For a day? Maybe? For three months? The point is you have to look at the whole picture, the whole fraction, the WHOLE package and weigh it in the balance.


It's time to take the REST of the situation "seriously."

If you bothered to watch the video that I linked to above from the doctor who talked about the statistics, you'll already be aware of some of the real collateral damage that is occurring due to this extended lockdown of people in their homes, apartments, care facilities and the like - without normal human interaction and the ability to get out and blow off steam.

The number of suicides is up; the number of spousal abuse and child abuse cases is up. These effects have lasting repercussions. 

That doesn't even START to deal with the real and lasting economic impact that this worldwide lockdown is having on the economy. Those shutdowns are affecting jobs and people's abilities to buy groceries and pay their heating and electric bills.

People are losing their homes and savings. Major industries are bleeding money onto the ground and it seems some of the people out there who listen to nothing but the WHO and CNN don't really believe there even is another side to this. They just don't seem to even consider the possibility that the models might have been proven wrong.
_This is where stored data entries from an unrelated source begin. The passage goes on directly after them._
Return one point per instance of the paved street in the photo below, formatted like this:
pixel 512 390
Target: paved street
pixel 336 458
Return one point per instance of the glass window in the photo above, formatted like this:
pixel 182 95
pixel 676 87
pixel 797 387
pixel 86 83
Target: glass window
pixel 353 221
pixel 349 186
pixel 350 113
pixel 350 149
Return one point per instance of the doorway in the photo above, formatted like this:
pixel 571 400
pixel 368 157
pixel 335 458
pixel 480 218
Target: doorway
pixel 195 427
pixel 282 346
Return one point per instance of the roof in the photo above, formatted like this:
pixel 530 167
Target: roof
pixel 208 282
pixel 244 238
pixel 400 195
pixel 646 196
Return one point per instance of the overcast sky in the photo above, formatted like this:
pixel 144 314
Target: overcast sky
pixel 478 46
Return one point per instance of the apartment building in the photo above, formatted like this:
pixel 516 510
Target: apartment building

And if the models have been overblown, and people are affected by this disease in magnitudes of numbers LESS than originally thought, then taking it seriously also means seriously course-correcting when we've missed it and admitting it's time to take another approach - that getting the world back to normal  is now the MORE serious issue here.


It's also time to drop the hubris that leads you to assume if I don't see it like you do, I'm not taking the Coronavirus seriously.
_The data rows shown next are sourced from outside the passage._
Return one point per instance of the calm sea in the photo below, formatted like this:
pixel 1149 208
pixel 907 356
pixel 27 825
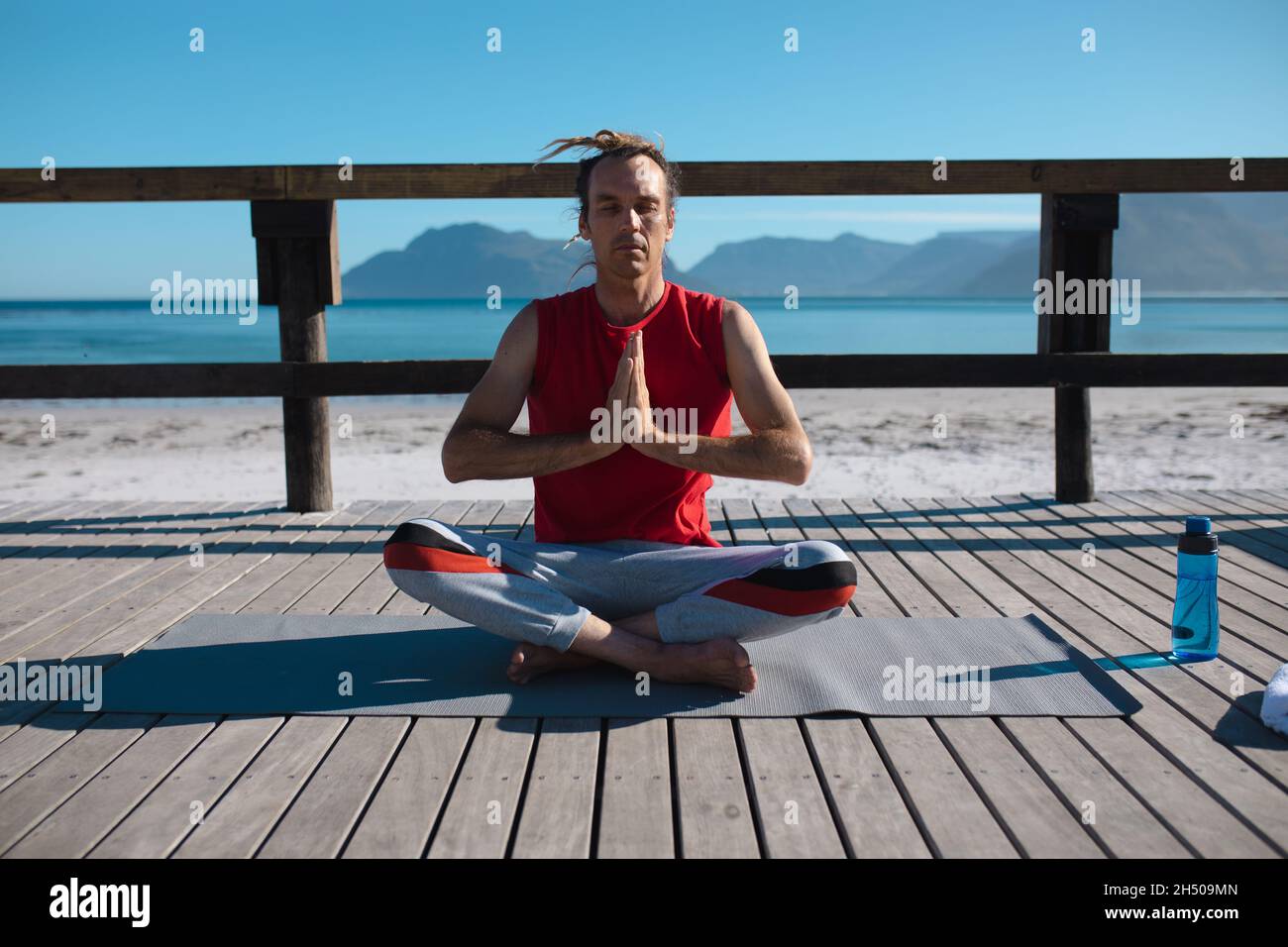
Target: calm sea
pixel 129 333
I get SO TIRED of people who have such an arrogance as to think that anyone who does not agree with where THEY are at on this issue has simply not looked into it.

I find that many people who attack my take on this thing as being overblown are not even aware that there are studies out there that increasingly show it IS overblown and it's time to change direction here.

I take this issue of Coronavirus very seriously. I always did. But I'm also open to the idea that serious consideration of the FACTS is pointing to a change in direction here. We need to START GETTING PEOPLE BACK TO WORK, because the BIGGEST issue from before has become the SECONDARY issue. The economy must now become the PRIMARY issue.

That is, if you want to take this thing "seriously."